El resultado de esta ecuación, que equilibra al PAN y al PRD, sin duda a quien favorece es al candidato del PRI, Enrique Peña Nieto, quien a pesar del debate, al que no quiso asistir, con toda razón —organizado por los jóvenes del movimiento Yo Soy 132—, y a pesar de las provocaciones que ha recibido y de las manifestaciones que se han realizado, sigue muy arriba de sus competidores. Porque la percepción de una minoría activa y movilizada no cambia, sino por el contrario, afirma el voto de una mayoría silenciosa, convencida de la razón de su sufragio.

En estas condiciones, lo que puede inquietar a las instituciones electorales y al país en general son las posibilidades de movimientos que pretendan cuestionar el resultado final, alegando fraude electoral. Es importante subrayar la fortaleza de la ley y de las instituciones electorales que nos garantizan, sin lugar a dudas, la seguridad y la certeza jurídica que implica la imposibilidad de realizar actos ilícitos que afecten el resultado; desde la selección de los funcionarios de casilla, el conteo de cada una de las urnas, la presencia de los observadores electorales, el padrón con fotografía y los controles establecidos, nos garantizan la certeza y la imparcialidad del proceso; claro, puede haber errores, puede haber manipulaciones, y sobre todo, puede haber ignorancia en el conteo de los votos, pero existen numerosas instancias, perfeccionadas por la ley actual, que definitivamente impiden la realización de algo indebido. Por eso, es importante tener confianza en la responsabilidad del Instituto Federal Electoral y de los partidos políticos.

A mayor abundamiento, la elección —como prevén los sondeos de opinión pública— dará un resultado de cuando menos 6 puntos arriba para el ganador de la elección; lo cual, hará mucho más difícil que existan protestas populares que tengan eco en la opinión pública; la madurez del pueblo de México está probada, las instituciones constitucionales se han perfeccionado.

En cualquier caso, la marcha del país requiere respeto a la voluntad democrática y la continuidad institucional de los órganos fundamentales de la república, como el Congreso de la Unión y el Poder Ejecutivo federal; vivimos un complejo momento en la economía mundial y, en el interior del país, sigue lacerándonos la acción del crimen organizado y la angustia colectiva frente a la inseguridad pública.

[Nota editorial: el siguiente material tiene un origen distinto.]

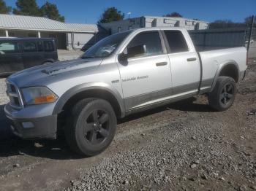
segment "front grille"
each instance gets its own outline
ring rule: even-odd
[[[15,109],[19,109],[23,106],[20,93],[15,85],[7,81],[7,96],[10,98],[10,106]]]

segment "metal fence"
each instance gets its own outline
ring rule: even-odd
[[[189,31],[197,51],[244,46],[249,58],[256,58],[256,18],[251,27]]]
[[[246,28],[189,31],[198,51],[245,46],[249,34]]]

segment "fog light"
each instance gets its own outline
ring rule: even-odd
[[[34,128],[34,124],[31,122],[23,122],[21,123],[24,128]]]

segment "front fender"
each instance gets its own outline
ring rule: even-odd
[[[68,90],[58,99],[57,103],[53,109],[53,114],[59,114],[62,111],[64,104],[72,96],[83,91],[89,90],[103,90],[111,93],[116,98],[119,104],[121,117],[124,117],[125,107],[124,101],[121,95],[115,88],[103,82],[84,83],[76,85],[72,87],[71,89]]]

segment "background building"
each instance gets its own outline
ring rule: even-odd
[[[144,27],[179,26],[187,30],[208,28],[208,23],[183,17],[143,16],[108,23],[65,23],[42,17],[0,14],[0,36],[53,37],[59,50],[90,47],[109,34]]]
[[[138,28],[160,26],[178,26],[184,27],[187,30],[202,30],[208,29],[208,23],[184,17],[143,16],[101,23],[100,26],[110,33],[115,34]]]
[[[53,37],[58,49],[80,49],[90,47],[108,36],[94,24],[65,23],[41,17],[0,14],[0,36]]]

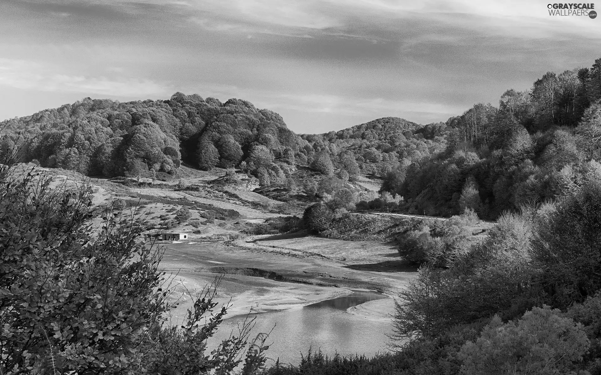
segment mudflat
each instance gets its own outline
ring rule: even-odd
[[[172,301],[180,304],[171,311],[173,323],[182,322],[194,296],[220,274],[224,277],[217,301],[231,302],[228,316],[232,317],[251,308],[259,312],[306,305],[350,294],[352,289],[394,296],[416,271],[404,265],[396,250],[386,244],[368,247],[362,242],[328,240],[324,246],[323,239],[312,236],[290,239],[289,244],[274,238],[276,245],[269,238],[258,243],[243,240],[162,245],[165,251],[161,266],[174,291]],[[299,243],[303,250],[310,251],[299,251]],[[351,251],[353,247],[361,251]],[[386,298],[377,307],[366,306],[353,313],[382,319],[392,312],[394,304]]]

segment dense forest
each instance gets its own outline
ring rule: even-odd
[[[160,178],[182,162],[236,167],[263,185],[307,166],[351,181],[382,176],[383,190],[402,196],[407,212],[448,216],[469,207],[495,218],[578,188],[595,170],[600,98],[600,59],[548,73],[530,90],[507,91],[498,107],[477,104],[444,123],[383,118],[323,134],[296,134],[277,113],[238,99],[87,98],[0,123],[0,157],[17,148],[20,161],[108,177]]]
[[[304,188],[317,203],[304,218],[317,232],[340,219],[336,210],[353,206],[394,202],[453,215],[397,239],[421,267],[396,304],[391,353],[310,353],[298,366],[263,370],[263,340],[248,351],[245,373],[601,374],[601,59],[548,73],[526,91],[508,90],[498,107],[477,104],[424,126],[384,118],[298,135],[247,101],[177,93],[126,103],[87,98],[0,128],[6,164],[37,161],[88,175],[167,178],[186,163],[237,168],[285,189],[297,170],[310,170],[319,181]],[[10,252],[0,262],[0,311],[10,324],[0,338],[12,351],[0,358],[3,373],[54,368],[47,331],[63,346],[56,361],[89,359],[82,373],[227,373],[241,364],[231,355],[248,335],[204,354],[222,317],[198,323],[216,305],[214,289],[181,329],[160,325],[169,308],[154,289],[161,256],[136,244],[141,224],[102,212],[105,225],[88,241],[87,219],[99,214],[89,189],[52,192],[49,182],[7,168],[0,165],[0,245]],[[361,202],[352,183],[362,173],[382,178],[380,196]],[[483,241],[464,241],[478,218],[496,224]],[[132,288],[135,298],[125,296]],[[106,290],[115,295],[108,305]],[[111,330],[99,331],[98,322]]]

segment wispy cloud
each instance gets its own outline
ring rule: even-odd
[[[148,79],[110,79],[61,74],[39,63],[4,58],[0,58],[0,85],[21,89],[121,97],[166,95],[173,91]]]

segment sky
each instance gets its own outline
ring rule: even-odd
[[[548,4],[3,0],[0,120],[180,91],[248,100],[297,133],[445,121],[601,58],[601,16]]]

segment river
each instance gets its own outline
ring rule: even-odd
[[[305,307],[255,314],[254,337],[259,332],[271,334],[266,343],[267,365],[279,358],[282,364],[297,364],[300,353],[305,355],[309,347],[314,352],[321,350],[330,356],[337,352],[341,355],[373,356],[378,351],[386,350],[390,332],[389,320],[370,319],[346,312],[349,307],[364,302],[386,298],[383,295],[367,291],[355,290],[347,296],[338,297]],[[244,317],[225,319],[219,331],[209,341],[209,347],[227,337],[244,320]]]

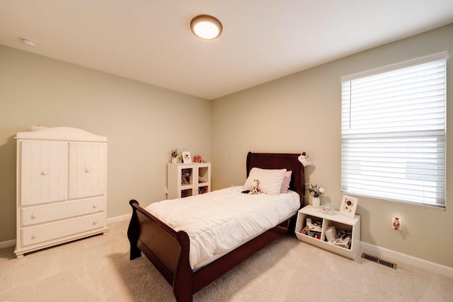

La nación debe marchar con serenidad hacia el futuro, respetando la voluntad que se exprese en las urnas. Mi convicción personal es que ganará Enrique Peña Nieto, y debemos respetar su triunfo, pero si ocurriera algo inesperado, y el triunfador fuese Andrés Manuel López Obrador o Josefina Vázquez Mota, nuestra conducta deberá ser la misma, de respeto a las instituciones.

Quiero recordar que en la elección presidencial pasada, cuando la toma de posesión del presidente Calderón estaba impedida físicamente por los grupos que protestaban por el resultado electoral, los diputados priistas —de los cuales yo formaba parte— irrumpimos en la salón de sesiones del Pleno del Congreso enarbolando pequeñas banderas mexicanas, como símbolo de respeto a la república. Cabe señalar que no nos gustó el proceso electoral, ni el triunfo de Calderón, pero por encima de nuestras preferencias decidimos, razonada y respetuosamente, apoyar su toma de protesta; ésta es la lección que dejó el PRI y sus diputados de la LX Legislatura, para que, de ninguna manera, las instituciones del país puedan ser vulneradas por circunstancias coyunturales.

El primero de julio habrá una elección y tenemos la confianza absoluta en las instituciones nacionales, para que se respete la voluntad del pueblo de México, así lo exigen la democracia y la Constitución de la república.